NABJ Founder Joe Davidson worked with Lewis at The National Leader and first met him when both worked at The Philadelphia Bulletin.
“Claude was an important force in journalism in the 1970s. He meant a lot to me personally and to a lot of Black journalists professionally,” Davidson said. “He lured me away from The Inquirer to work as managing editor at The Leader. It was an opportunity to serve the Black community with high quality journalism. I was really proud of the work we did together on that newspaper.”
Lewis is remembered for his work.
“Claude was a journalist miles ahead of his time, and he achieved recognition long before many recognized him,” said NABJ Founder Paul Brock.
Former NABJ President Vanessa Williams, a national reporter with The Washington Post, remembers Lewis fondly.
“I remember Claude as a friendly and encouraging colleague when we worked together at The Philadelphia Inquirer,” she said. “His door was always open and he didn’t hesitate to share his contacts, expertise and advice to young journalists. He and Acel were like these twin towers of Black journalism excellence in Philly. We should honor them by continuing their tradition of being fierce advocates for the truth, especially in this current political climate.
“He was a hero to many young African-American professionals who welcomed his guidance and admired his bravery in navigating his way through a prestigious and amazing journalism career,” Williams said. “He was a gentle giant and kind soul whose passion for equality and equal opportunity can be seen in his columns and life’s work. He had a personal impact on the trajectory of many black journalists, myself included, showing us all the way.”

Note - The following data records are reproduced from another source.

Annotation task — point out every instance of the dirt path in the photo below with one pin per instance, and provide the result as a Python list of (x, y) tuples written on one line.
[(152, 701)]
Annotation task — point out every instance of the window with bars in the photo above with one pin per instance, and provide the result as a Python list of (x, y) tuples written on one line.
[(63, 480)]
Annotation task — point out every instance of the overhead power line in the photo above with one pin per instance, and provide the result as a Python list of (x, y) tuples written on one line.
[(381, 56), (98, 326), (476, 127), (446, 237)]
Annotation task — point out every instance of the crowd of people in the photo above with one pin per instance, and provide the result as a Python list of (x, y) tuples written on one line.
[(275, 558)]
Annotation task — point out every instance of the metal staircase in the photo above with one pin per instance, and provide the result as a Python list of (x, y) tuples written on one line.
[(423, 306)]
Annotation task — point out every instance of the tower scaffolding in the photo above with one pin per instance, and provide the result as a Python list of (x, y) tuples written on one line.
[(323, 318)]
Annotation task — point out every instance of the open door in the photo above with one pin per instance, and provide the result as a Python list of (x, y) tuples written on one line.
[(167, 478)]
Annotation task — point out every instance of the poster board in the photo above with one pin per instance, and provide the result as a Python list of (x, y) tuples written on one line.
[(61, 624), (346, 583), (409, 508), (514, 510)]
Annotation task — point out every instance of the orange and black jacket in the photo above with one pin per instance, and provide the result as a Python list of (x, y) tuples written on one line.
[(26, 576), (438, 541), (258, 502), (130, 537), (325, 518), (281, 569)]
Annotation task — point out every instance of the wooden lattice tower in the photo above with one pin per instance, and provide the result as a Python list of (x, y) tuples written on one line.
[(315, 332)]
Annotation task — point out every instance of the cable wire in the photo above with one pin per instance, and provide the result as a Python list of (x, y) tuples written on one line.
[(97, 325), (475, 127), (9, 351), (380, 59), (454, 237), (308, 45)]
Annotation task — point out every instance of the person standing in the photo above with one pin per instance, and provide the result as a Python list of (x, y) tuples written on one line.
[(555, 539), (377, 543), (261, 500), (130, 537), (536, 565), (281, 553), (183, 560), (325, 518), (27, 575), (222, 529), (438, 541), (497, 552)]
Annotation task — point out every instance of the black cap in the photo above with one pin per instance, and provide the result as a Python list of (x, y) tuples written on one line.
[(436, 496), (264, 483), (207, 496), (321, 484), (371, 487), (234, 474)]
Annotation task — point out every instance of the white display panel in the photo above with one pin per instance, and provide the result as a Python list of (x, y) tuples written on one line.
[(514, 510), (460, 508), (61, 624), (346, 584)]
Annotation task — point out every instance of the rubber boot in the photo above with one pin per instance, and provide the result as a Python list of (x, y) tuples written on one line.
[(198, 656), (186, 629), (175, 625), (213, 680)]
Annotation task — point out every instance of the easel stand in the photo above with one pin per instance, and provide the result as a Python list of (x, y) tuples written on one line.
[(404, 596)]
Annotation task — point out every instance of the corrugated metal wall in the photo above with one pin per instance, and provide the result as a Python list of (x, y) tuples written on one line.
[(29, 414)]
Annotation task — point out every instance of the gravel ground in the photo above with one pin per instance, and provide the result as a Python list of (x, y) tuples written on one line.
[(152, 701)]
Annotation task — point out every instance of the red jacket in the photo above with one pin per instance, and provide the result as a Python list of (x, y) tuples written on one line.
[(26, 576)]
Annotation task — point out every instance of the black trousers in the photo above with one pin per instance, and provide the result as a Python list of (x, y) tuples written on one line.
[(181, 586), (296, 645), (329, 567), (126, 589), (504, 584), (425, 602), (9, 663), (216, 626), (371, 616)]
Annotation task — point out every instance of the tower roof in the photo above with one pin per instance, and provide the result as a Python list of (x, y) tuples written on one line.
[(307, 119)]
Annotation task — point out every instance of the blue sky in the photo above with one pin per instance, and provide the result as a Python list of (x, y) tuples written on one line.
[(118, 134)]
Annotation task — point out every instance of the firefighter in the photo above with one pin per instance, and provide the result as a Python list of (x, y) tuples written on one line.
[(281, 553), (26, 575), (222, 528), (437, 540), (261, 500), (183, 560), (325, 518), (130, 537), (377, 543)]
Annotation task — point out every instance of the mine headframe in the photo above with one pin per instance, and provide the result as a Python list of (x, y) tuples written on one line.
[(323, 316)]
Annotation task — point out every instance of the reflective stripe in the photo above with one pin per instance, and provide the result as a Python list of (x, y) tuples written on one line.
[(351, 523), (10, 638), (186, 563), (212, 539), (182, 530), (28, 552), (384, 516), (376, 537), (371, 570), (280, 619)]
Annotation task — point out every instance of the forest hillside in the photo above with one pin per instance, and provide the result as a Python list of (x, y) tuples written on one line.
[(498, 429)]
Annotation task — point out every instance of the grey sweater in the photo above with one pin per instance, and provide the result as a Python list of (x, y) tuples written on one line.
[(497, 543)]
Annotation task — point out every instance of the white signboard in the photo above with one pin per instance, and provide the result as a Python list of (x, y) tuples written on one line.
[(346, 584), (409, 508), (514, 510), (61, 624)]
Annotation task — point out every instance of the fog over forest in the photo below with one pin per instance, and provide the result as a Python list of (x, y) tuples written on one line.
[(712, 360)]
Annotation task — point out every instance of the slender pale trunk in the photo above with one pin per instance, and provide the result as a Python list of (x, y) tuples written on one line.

He met wife Beverly McKelvey in high school. The two married in October 1953.
Lewis had wanted to be a poet, but when he ran the idea by Langston Hughes, the famed poet pointed him toward journalism. Hughes told Lewis to “sow the seeds of accomplishment,” Binzen wrote, and Lewis made that his guiding principle.
Linda Wright Avery Moore, a journalist and communications specialist, recalled Lewis’ kindness to her when, as a WCAU-TV reporter, she covered the Bulletin’s closing on Jan. 29, 1982.
“It was a sad and awkward time,” she recalled. “He was so engaging and encouraging to me as a reporter.”
Later, Moore said, Lewis served as a low-key, supportive mentor.
“I talked to him when I was working on projects at the station to get his insight,” she said. “He was quiet and unassuming — real different from now, when everybody has to be a brand for success. He was a pioneer.”
In addition to his wife, he is survived by: four children, five grandchildren and four great-grandchildren. A memorial service is planned for a later date.